24 February 2023

Ukraine’s Road to Victory Runs Through Crimea

Ben Hodges

How does Ukraine win from here?

For Ukraine, the road to victory runs through Crimea. It is the key. It is the decisive terrain. Liberating Crimea, this year, will change everything in this war.

Ukraine will win because it has the superior will (it’s defending its own homeland) and is supported by a coalition of 50 nations, while Russia has only Iran and North Korea. Russian soldiers don’t want to be there and the Russian people, happy enough to wave flags, are unwilling to join the military. Some 500,000 military-age males left the country in September to avoid the “partial mobilization.”

Meanwhile, Ukraine’s logistics are steadily improving thanks to support from the coalition, although ammunition stocks are low. Russia’s logistics are steadily worsening thanks to sanctions, poor/corrupt management, excessive consumption, and accurate targeting by Ukrainian precision weapons.

Russia currently has 97% of its army in Ukraine, according to British Defence Secretary Ben Wallace, and yet it is still unable to capture even the small town on Bahkmut in the country’s east, which is defended predominantly by territorial defense forces and national guard troops. That tells me that Russian forces are likely to culminate before the end of May; they simply can’t sustain the losses and ammunition expenditures at the current rate for much longer and they remain unable to conduct joint, combined operations.

Russia has also failed to interdict the delivery of Western aid that travels from Poland to Ukraine by rail and by convoy. This is inexplicable given their much larger air force and their apparently endless supply of rockets, missiles, and drones, which Russia uses instead against apartment buildings and power stations.

Our focus should be on helping Ukraine liberate Crimea; it should be the main effort, while using “economy of force” in the east to slow/stop Russian ground attacks. Ukraine knows it will never be safe or secure so long as Russia occupies the peninsula.
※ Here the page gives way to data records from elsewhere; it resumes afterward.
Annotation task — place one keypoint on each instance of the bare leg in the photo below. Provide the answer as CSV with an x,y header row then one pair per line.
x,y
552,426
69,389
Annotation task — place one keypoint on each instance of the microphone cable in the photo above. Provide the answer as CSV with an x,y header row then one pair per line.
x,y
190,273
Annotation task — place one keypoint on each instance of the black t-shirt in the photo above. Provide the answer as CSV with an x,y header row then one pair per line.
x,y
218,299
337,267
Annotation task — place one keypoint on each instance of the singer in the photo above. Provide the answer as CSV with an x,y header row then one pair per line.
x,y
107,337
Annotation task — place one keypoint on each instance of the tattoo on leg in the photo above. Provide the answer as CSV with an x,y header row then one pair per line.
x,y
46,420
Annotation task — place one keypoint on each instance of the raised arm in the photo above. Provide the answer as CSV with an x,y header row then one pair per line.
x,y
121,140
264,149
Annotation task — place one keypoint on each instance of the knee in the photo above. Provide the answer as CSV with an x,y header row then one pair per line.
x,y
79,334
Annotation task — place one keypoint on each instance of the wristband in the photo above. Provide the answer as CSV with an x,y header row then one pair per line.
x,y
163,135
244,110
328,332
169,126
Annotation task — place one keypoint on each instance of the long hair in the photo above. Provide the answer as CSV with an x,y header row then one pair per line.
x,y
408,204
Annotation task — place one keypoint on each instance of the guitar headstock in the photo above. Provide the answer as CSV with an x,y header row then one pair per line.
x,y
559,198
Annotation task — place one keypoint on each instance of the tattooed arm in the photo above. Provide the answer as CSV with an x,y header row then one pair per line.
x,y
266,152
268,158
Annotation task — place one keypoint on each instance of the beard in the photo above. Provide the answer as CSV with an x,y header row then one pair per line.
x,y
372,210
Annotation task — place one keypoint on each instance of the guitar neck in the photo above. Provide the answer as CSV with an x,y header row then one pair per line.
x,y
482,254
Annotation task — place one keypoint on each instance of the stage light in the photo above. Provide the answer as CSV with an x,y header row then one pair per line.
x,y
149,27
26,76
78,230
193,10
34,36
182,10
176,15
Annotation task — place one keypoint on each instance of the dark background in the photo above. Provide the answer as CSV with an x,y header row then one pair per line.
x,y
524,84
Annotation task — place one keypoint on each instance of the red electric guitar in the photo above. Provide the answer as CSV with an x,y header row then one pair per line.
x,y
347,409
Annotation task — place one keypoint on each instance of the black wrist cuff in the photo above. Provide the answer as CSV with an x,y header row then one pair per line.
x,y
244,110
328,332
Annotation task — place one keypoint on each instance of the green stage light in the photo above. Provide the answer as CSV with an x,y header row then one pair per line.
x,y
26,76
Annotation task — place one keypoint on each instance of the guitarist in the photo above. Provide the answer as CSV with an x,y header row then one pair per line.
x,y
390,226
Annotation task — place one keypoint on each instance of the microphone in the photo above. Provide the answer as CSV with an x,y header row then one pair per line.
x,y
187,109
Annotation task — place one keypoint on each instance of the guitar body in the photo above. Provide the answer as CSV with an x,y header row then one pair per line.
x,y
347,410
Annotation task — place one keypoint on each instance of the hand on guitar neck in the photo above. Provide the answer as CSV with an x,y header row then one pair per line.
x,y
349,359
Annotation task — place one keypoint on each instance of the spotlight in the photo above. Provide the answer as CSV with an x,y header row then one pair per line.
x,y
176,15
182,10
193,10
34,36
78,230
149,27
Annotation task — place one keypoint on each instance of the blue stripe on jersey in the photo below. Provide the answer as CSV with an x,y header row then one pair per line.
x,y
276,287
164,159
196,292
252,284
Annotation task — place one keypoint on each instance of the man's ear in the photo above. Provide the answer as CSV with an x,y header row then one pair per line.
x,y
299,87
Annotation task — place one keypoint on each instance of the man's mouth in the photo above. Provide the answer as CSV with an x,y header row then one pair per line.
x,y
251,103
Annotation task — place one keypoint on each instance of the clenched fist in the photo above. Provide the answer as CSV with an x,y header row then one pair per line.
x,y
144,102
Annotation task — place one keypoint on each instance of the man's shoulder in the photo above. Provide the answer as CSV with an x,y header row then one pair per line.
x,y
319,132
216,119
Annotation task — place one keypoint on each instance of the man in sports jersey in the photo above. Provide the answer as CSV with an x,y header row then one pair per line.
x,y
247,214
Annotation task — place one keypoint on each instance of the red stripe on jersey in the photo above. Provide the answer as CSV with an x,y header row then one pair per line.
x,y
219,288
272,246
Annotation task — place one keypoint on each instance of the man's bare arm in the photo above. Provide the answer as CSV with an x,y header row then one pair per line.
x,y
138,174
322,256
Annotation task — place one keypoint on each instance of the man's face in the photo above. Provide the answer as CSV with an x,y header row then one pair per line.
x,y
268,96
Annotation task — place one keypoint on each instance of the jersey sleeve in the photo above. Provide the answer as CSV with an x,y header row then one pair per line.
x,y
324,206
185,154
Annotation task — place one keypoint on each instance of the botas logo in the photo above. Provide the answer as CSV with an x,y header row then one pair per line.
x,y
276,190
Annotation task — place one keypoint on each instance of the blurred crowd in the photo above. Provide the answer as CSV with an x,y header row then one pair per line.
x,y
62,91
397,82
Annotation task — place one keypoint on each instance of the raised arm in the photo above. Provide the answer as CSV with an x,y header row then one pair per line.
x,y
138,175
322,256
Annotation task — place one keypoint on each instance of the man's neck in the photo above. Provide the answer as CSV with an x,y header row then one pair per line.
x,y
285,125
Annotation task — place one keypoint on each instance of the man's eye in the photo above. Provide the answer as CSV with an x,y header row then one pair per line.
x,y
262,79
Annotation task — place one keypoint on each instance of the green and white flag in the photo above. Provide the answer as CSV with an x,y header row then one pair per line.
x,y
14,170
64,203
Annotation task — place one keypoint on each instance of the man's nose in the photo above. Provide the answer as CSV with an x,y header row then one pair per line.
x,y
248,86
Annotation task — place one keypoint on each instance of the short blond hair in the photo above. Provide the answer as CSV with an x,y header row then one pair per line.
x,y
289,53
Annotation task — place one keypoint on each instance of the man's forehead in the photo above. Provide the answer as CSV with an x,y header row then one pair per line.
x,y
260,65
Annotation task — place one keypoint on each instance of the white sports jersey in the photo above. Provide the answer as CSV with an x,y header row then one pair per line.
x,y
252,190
Any peace settlement which results in Russia holding onto this land would simply allow the Kremlin to wait two or three years until we, the West, lose interest, while in the meanwhile they rebuild the military, address their mistakes, and restart their war against Ukraine — that, after all, has been the pattern since 2008.

OK, so how can Ukraine go about this?

Liberating Crimea means first making it untenable for the Russian army, navy, and air forces on the peninsula and then occupying it.

Start with isolating it using long-range precision strikes against the only two land lines of communication that connect it to Russia; the Kerch Bridge, already severely damaged by Ukrainian forces, and the so-called “land bridge” which connects Crimea to Russia via Mariupol and Melitopol along the coastline of Azov Sea. Targeting that transportation infrastructure will begin the isolation of Crimea from resupply or movement.

A large Ukrainian armored force attacking southeastwards in the direction of the Azov Sea and penetrating Russian linear defenses would complete the isolation of Crimea and enable the closer deployment of HIMARS rocket launchers which would then be in range of key Russian facilities in Crimea. Crimea is about the size of Massachusetts. There’s no place to hide. The locations of all Russian facilities are well known and obvious — and vulnerable.

Precision strikes on Sevastopol will force the Black Sea fleet to reposition to Novorossiysk which is far less capable as a base, and further away from Ukrainian cities. The airbase at Saky, on the west coast of Crimea, should be made completely unusable. And the logistics hub at Dzhankoy in the north of Crimea should become a huge bonfire. Once Crimea is untenable, then Ukrainian ground forces can begin to attack south, towards the Perekop Isthmus, and then into broader Crimea. Other Ukrainian assets (special forces, marines, unmanned systems, etc) will also play a role.

Is there any better military objective? Why not the Donbas?

It’s important but not decisive. The liberation of Donbas won’t significantly change the strategic situation. The liberation of Crimea would be such a monumental defeat for Russia that I think the will to fight among Russian troops and “separatists” in the region would likely evaporate.

What kit does Ukraine need to make this happen?

NATO’s Supreme Allied Commander Europe (SACEUR) says that precision can defeat mass if you have enough time. Russian massed infantry depends on Russian massed artillery. Russian massed artillery depends on headquarters, ammunitions stockpiles, and transportation. All three of these can and should be targeted by long-range precision weapons with a range greater than the GMLRS they now have (90km.) Specific systems including ATACMS (300km), ground-launched small diameter bombs (150km), and Gray Eagle drones (25 hours loiter time) would all be useful.